Eleições 2024: desinformação causa danos concretos na democracia e na vida das pessoas

Para especialista, o fenômeno da desinformação, amplificado plataformas digitais, distorce a verdade e mina a confiança nas instituições

A pesquisadora Nina Santos. Foto: Arquivo pessoal A pesquisadora Nina Santos. Foto: Arquivo pessoal

Em um momento em que o Brasil se prepara para as eleições municipais de 2024, mais uma vez, a desinformação e as fake news surgem como grandes ameaças à integridade do processo eleitoral e à segurança da população. Esses fenômenos, amplificados pelas plataformas de mídias sociais, não apenas distorcem a verdade, mas também minam a confiança nas instituições, criam divisões sociais e colocam em risco os direitos constitucionais.

As consequências da desinformação são especialmente graves para grupos historicamente marginalizados, como mulheres, pessoas negras e LGBTI+, que frequentemente se tornam alvos de campanhas coordenadas de desinformação, violência política e discurso de ódio digital. 

Em entrevista à Conectas, Nina Santos, diretora do Aláfia Lab, apresenta uma análise dos principais desafios que serão enfrentados pelo Brasil nas próximas eleições, principalmente no que tange à desinformação, ao mesmo tempo em que  explora os possíveis caminhos para a garantia da democracia em meio às adversidades digitais. Santos é doutora em Comunicação e pesquisadora no Instituto Nacional de Ciência e Tecnologia em Democracia Digital e na Université Panthéon-Assas.

Para ela, a “desinformação afeta a própria possibilidade ou habilidade das pessoas, especialmente mulheres e pessoas negras, de estarem em espaços sociais, sejam espaços de poder, espaços políticos, disputar eleições”. 

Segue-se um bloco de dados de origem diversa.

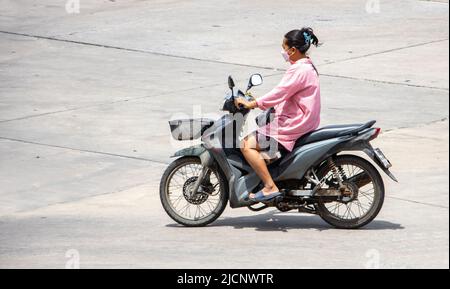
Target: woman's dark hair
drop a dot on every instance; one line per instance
(301, 39)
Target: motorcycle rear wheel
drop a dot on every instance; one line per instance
(372, 193)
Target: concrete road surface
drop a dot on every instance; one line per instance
(86, 93)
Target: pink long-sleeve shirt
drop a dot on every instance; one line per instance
(297, 104)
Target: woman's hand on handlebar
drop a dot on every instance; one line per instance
(242, 102)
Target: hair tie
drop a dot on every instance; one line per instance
(307, 37)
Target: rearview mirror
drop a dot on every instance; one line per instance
(230, 82)
(255, 80)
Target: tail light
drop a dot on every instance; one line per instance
(376, 133)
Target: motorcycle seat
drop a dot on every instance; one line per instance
(332, 131)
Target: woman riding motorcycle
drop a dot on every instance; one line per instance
(296, 102)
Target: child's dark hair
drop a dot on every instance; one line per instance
(301, 39)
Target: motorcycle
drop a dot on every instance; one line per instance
(319, 176)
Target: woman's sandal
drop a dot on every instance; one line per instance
(261, 198)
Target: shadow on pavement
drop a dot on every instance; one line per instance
(276, 221)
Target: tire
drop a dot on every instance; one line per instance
(169, 207)
(378, 199)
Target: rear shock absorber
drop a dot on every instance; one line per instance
(338, 174)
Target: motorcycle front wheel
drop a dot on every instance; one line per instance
(185, 208)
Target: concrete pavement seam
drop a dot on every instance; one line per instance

Confira a entrevista com Nina Santos: 

Conectas: Qual o impacto da desinformação na democracia e na ampliação dos direitos constitucionais no Brasil? É possível afirmar que grupos historicamente vulnerabilizados por conta de raça, gênero, por exemplo, são mais afetados? 

Nina: A desinformação e os discursos de ódio – fenômenos que ganham força com a emergência do espaço de comunicação digital –  têm uma interação muito forte com a nossa realidade social. Eles não criam por si só fenômenos sociais, mas interagem com problemas da sociedade que já existiam, dando nova forma e nova amplitude. É o caso da misoginia, do racismo, entre outros. 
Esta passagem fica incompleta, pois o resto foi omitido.